Le récit s’appuie sur cette intelligence pour tisser les fils d’une narration qui alterne confidences
personnelles, conversations plus informelles et réunions entre cadres de la société. Nous
progressons dans la trame du film à la même vitesse que ses protagonistes, sans plus ni moins
d’informations sur les événements à venir. De là découle l’intensité dramatique d’un
documentaire dont le suspense engage le spectateur dans son jeu.

Une fois l’enthousiasme du succès de la mobilisation passé, une nouvelle offre de reprise du
patron sème le trouble parmi les salariés. La proposition est repoussée, mais elle parvient tout
de même à accroître les incertitudes – dans, et devant le film. Les rapports se crispent, le délégué
du personnel tente tant bien que mal de maintenir la cohésion du personnel. Le projet de Scop
avance, incertain, jusqu’à ce que l’unique travelling du film, dans un atelier désert et plongé
dans la pénombre, vienne préfigurer les mines déconfites du lendemain : les hypermarchés Cora
ont décidé de « déréférencer » la marque. 900 000 euros de chiffre d’affaires s’envolent, soit la
certitude que les banques ne suivront plus un projet alternatif devenu peu viable.

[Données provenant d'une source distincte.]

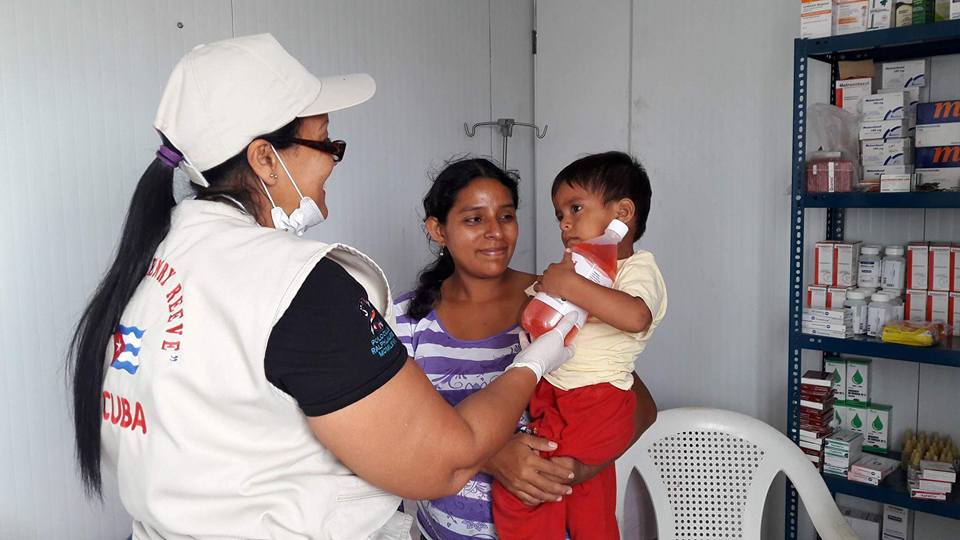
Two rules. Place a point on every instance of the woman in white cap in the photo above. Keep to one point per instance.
(241, 381)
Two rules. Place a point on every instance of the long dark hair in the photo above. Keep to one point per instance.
(437, 204)
(146, 225)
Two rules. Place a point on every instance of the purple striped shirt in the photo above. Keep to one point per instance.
(457, 368)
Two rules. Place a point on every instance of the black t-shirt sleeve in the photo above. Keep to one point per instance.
(331, 348)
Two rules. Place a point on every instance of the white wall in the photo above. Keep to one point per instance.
(79, 84)
(701, 93)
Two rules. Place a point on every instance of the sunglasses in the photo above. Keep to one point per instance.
(334, 148)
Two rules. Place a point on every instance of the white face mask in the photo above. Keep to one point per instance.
(305, 216)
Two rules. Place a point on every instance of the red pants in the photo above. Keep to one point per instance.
(592, 424)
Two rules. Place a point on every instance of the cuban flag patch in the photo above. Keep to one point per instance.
(126, 348)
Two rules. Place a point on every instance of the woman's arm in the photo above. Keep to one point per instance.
(406, 439)
(644, 415)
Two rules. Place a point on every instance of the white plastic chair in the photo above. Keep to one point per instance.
(708, 472)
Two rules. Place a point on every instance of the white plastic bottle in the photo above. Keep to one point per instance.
(878, 313)
(869, 270)
(893, 267)
(856, 305)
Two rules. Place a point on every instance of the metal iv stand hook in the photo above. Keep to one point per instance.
(505, 126)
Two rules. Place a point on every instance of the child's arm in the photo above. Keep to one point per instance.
(616, 308)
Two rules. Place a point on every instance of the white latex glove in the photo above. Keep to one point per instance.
(547, 353)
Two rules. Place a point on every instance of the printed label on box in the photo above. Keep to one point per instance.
(940, 268)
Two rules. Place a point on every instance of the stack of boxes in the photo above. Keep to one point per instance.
(888, 120)
(932, 463)
(938, 144)
(853, 410)
(841, 450)
(816, 413)
(933, 284)
(823, 18)
(835, 271)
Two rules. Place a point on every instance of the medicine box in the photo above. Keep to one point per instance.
(915, 305)
(884, 129)
(872, 173)
(849, 92)
(850, 16)
(837, 368)
(892, 105)
(816, 18)
(905, 73)
(955, 265)
(824, 263)
(918, 260)
(846, 264)
(897, 151)
(896, 183)
(938, 134)
(939, 268)
(856, 416)
(877, 437)
(880, 14)
(938, 124)
(817, 296)
(938, 307)
(937, 157)
(858, 380)
(903, 13)
(836, 296)
(897, 523)
(944, 178)
(953, 320)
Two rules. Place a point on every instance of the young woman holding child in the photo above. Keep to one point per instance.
(460, 326)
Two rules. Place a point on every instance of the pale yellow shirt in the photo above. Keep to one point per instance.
(605, 354)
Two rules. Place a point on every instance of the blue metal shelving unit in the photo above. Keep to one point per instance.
(881, 45)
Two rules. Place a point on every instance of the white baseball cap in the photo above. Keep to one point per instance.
(223, 95)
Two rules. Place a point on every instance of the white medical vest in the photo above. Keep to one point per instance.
(203, 446)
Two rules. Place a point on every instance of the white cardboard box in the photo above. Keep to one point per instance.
(905, 73)
(947, 134)
(955, 263)
(816, 18)
(885, 129)
(874, 172)
(817, 296)
(850, 16)
(847, 264)
(880, 15)
(939, 268)
(954, 318)
(890, 105)
(947, 178)
(879, 152)
(938, 307)
(824, 263)
(915, 305)
(896, 183)
(918, 262)
(897, 523)
(849, 92)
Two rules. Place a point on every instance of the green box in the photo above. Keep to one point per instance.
(941, 11)
(877, 437)
(923, 11)
(857, 417)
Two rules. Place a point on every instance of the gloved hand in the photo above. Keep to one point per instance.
(547, 353)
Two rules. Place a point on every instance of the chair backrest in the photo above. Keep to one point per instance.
(708, 472)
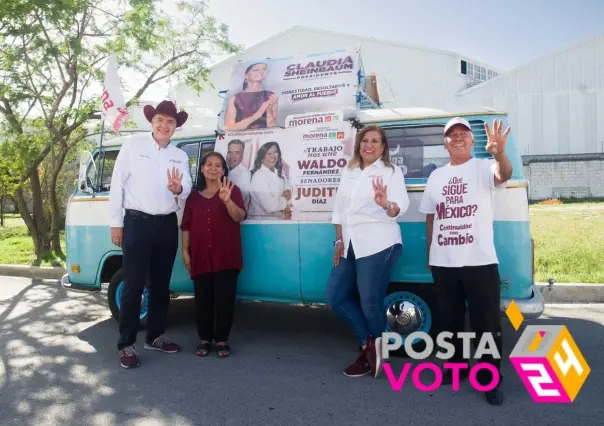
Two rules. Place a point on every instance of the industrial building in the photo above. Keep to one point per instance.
(555, 104)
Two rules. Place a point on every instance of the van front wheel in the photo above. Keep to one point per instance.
(114, 298)
(411, 308)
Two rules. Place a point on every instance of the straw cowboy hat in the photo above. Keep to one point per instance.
(168, 108)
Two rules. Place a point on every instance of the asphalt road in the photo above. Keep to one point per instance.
(59, 365)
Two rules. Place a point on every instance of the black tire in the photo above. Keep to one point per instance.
(112, 297)
(427, 299)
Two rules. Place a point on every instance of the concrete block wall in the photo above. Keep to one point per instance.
(564, 176)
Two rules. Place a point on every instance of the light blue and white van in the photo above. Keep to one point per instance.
(290, 261)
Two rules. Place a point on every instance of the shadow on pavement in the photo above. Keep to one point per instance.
(59, 364)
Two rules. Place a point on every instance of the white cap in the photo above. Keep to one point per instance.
(457, 120)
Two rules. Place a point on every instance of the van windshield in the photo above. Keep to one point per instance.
(417, 150)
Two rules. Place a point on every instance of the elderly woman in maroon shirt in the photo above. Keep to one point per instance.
(211, 244)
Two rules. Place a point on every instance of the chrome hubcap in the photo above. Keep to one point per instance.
(404, 317)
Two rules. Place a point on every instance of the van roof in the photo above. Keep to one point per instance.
(366, 116)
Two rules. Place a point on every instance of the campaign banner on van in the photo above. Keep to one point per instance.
(257, 164)
(263, 93)
(317, 155)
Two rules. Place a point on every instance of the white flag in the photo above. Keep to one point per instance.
(114, 106)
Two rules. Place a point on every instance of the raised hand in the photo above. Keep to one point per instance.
(174, 180)
(496, 139)
(225, 190)
(380, 192)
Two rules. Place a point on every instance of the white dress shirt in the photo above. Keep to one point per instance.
(266, 190)
(140, 178)
(364, 222)
(242, 177)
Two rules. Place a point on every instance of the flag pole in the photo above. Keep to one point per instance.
(101, 155)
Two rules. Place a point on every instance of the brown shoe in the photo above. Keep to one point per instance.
(373, 351)
(129, 357)
(162, 344)
(359, 368)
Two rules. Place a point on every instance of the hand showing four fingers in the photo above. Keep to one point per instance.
(174, 180)
(496, 139)
(226, 187)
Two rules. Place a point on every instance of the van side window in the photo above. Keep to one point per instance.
(417, 150)
(107, 169)
(103, 167)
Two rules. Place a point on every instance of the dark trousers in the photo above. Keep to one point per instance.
(149, 245)
(479, 287)
(215, 304)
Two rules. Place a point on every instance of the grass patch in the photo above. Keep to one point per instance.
(17, 247)
(568, 201)
(569, 245)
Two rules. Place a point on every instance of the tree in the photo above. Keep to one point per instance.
(51, 70)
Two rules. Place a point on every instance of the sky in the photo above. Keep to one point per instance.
(504, 33)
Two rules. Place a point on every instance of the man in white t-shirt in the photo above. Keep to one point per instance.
(459, 204)
(238, 173)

Il pleut sur l’usine, le responsable commercial s’enfonce dans un couloir sombre et deux plans
fixes de mannequins immobiles viennent s’ajouter au montage pour traduire la fin des illusions,
et la mort de l’entreprise. L’économie a repris ses droits mais Mariana Otero veut retenir le
chemin parcouru, indépendamment du dénouement. Elle referme son film par une séquence de
comédie musicale qui célèbre le courage d’un mouvement collectif au cours duquel les salariés
ont mis leurs propres ressources en commun pour devenir, ensemble, plus forts. Ils ont eux-
mêmes écrit les paroles d’une chanson qui leur permet de rejouer leur propre histoire, de la
mettre en récit et de se la réapproprier. « S comme Solidaire/Sortir du redressement judiciaire/C
comme courageux/On s’en sortira victorieux/ O comme Optimiste/Nous savons ce projet
réaliste/P, persévérant/Tous unis, quel projet motivant ». L’effort choral final agit comme une
projection au-delà de la représentation. A leur tour, finalement, de nous regarder, en s’imaginant
un avenir contre la fatalité. C’est leur point final, leur point d’espoir.